Golang in Production

Golang has finally reached the big leagues at reecetech! We have released a rewritten REST API microservice - users-service - which is core to The Reece System. The Reece System is Reece’s internally built point of sale system, referred to as TRS for simplicity. This article will look at the motivations of the rewrite, the architecture and also the performance of the microservice.

Motivation

In the Delivery Engineering team there is a backlog of exciting new epics (aka projects), tech debt items and various impromptu items fighting for the team’s attention. The team’s method of choosing an epic is to look at the estimated work versus estimated value of each epic and choose the epics with higher value, lower effort first. Last quarter we chose an epic to rewrite one of the existing microservices in Golang and deploy it to production.
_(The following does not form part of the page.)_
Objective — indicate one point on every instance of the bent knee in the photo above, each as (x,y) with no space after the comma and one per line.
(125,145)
We estimated that the epic would be medium effort since it can take time to develop the code, much care must be taken to work out all of the bugs to safely get the application all the way into production. We agreed the epic was high value due to multipronged value propositions including retiring the exiting Django Python application which has exorbitant resource usage, random errors and crashes, and to gain experience in using Golang for microservices. The Django application had fallen in such a bad state following the dissolving of the team which built it due to a corporate restructure, which had resulted in the application being neglected with no owner and scarce Django developers with the know-how to patch up the issues.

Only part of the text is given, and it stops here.